Diverses recherches ont montré que le débit variait en fonction de certaines pathologies du langage. En général, les patients atteints d'un trouble du langage présentent un débit plus lent et moins stable que les locuteurs sains. Blomgren (2002), par exemple, a montré que des patients souffrant de bégaiement présentaient non seulement une durée de mots plus longue que les locuteurs contrôles, mais également que, lors d'une tâche plus complexe, le débit des patients était encore plus lent que celui des contrôles. En ce qui concerne les recherches sur la dysarthrie (provoqué par la maladie – Parkinson par exemple – ou un traumatisme crânien), les résultats de Turner & Weismer (1993) ont montré premièrement que, bien que capables de varier leur débit, les patients dysarthriques ne le faisaient pas de la même manière que les locuteurs contrôles, et que deuxièmement, ils présentaient un débit et une vitesse d'articulation inférieurs, ainsi qu'un temps de pause supérieur aux locuteurs contrôles. D'autres chercheurs sont arrivés à la même conclusion (Campbell & Dollaghan, 1995; Wang, Kent, Duffy & Thomas, 2005, Dietz, Hux, Carrell, Green, Snell & Zickefoose, 2006) et rendent compte de ces résultats à l'aide d'une explication non seulement articulatoire mais également cognitive.

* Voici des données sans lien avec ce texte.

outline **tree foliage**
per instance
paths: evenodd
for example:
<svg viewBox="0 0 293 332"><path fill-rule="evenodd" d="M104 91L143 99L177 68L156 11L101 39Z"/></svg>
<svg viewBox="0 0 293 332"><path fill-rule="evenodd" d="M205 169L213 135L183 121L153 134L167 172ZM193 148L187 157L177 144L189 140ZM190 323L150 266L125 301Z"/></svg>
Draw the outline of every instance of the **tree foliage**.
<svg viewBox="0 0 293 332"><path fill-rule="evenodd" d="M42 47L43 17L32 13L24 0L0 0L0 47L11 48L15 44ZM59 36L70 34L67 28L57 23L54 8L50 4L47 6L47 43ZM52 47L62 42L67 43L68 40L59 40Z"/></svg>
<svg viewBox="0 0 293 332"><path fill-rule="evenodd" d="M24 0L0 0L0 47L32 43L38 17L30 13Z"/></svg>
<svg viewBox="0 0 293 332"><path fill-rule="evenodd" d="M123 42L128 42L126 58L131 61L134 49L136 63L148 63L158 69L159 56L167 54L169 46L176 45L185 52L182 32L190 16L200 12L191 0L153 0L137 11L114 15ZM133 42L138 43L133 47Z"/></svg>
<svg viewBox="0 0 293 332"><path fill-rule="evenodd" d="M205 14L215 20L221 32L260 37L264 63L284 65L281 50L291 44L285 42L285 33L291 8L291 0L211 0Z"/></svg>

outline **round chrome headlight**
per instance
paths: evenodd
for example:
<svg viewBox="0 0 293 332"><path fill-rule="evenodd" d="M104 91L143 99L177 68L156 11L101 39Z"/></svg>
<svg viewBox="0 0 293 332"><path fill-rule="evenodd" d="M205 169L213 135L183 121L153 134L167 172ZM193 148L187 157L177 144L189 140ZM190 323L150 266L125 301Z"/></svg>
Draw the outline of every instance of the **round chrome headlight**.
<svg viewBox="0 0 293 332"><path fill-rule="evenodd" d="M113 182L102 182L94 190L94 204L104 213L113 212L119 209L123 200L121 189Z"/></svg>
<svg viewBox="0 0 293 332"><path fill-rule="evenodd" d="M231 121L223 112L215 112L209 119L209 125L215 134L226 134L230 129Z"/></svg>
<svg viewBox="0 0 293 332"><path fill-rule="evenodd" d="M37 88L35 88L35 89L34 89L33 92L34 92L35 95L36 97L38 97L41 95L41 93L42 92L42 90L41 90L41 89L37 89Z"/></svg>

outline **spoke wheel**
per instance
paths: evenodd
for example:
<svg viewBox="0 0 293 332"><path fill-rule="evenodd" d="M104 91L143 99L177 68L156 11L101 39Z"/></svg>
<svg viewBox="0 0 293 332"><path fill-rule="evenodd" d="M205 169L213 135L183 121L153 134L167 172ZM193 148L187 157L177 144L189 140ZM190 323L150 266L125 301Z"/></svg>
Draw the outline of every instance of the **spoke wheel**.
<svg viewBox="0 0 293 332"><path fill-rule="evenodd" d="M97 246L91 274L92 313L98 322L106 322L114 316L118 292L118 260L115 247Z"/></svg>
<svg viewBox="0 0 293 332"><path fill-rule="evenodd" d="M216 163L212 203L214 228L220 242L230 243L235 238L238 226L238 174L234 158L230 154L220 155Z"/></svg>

En effet, le débit plus lent des patients serait non seulement dû à une vitesse articulatoire plus lente, mais également à un traitement cognitif plus lent. En outre, de nombreuses recherches ont également été menées sur la production du débit chez les patients aphasiques, surtout afin de caractériser certains types d'aphasie (par exemple, Deloche,

Jean-Louis & Seron, 1979; Kreindler, Mihailescu & Fradis, 1980; Kent & McNeil, 1987; McNeil, Liss, Tseng & Kent, 1990). Kent & McNeil (1987) et McNeil et al.

(1990) ont montré d'une part que le débit de patients atteints d'apraxie (également appelée nonfluent aphasia) et d'aphasie de conduction (fluent aphasia) était plus lent que celui des locuteurs contrôles, et que d'autre part, bien que capables de varier leur débit, ces patients ne le faisaient que dans une moindre mesure, leur débit rapide chevauchant souvent leur débit normal. Les auteurs ont interprété ces résultats "as a support for the position that both of disorders evidence some motor control deficits that underlie some of their speech production deficits" (McNeil et al., 1990, p. 154) et que

"there is a phonetic–motoric component contributing to the speech pattern of both of these disorders" (McNeil et al., 1990, p. 156). Notons encore que le débit a également été l’objet d’étude chez les patients atteints de démence. Par exemple, selon Clemmer (1980), il semblerait que les schizophrènes produisent plus de pauses silencieuses et d’hésitation que les locuteurs contrôles, que cela soit en lecture ou en parole spontanée.

En résumé, le débit a longuement été étudié dans le cadre de la pathologie du langage, non seulement dans le but de caractériser, différencier et diagnostiquer les divers troubles du langage et ainsi d'aider la rééducation des patients, mais également dans le but de mieux comprendre le processus général de la production de la parole et de compléter ainsi certains modèles de production existants (Kent & McNeil, 1987).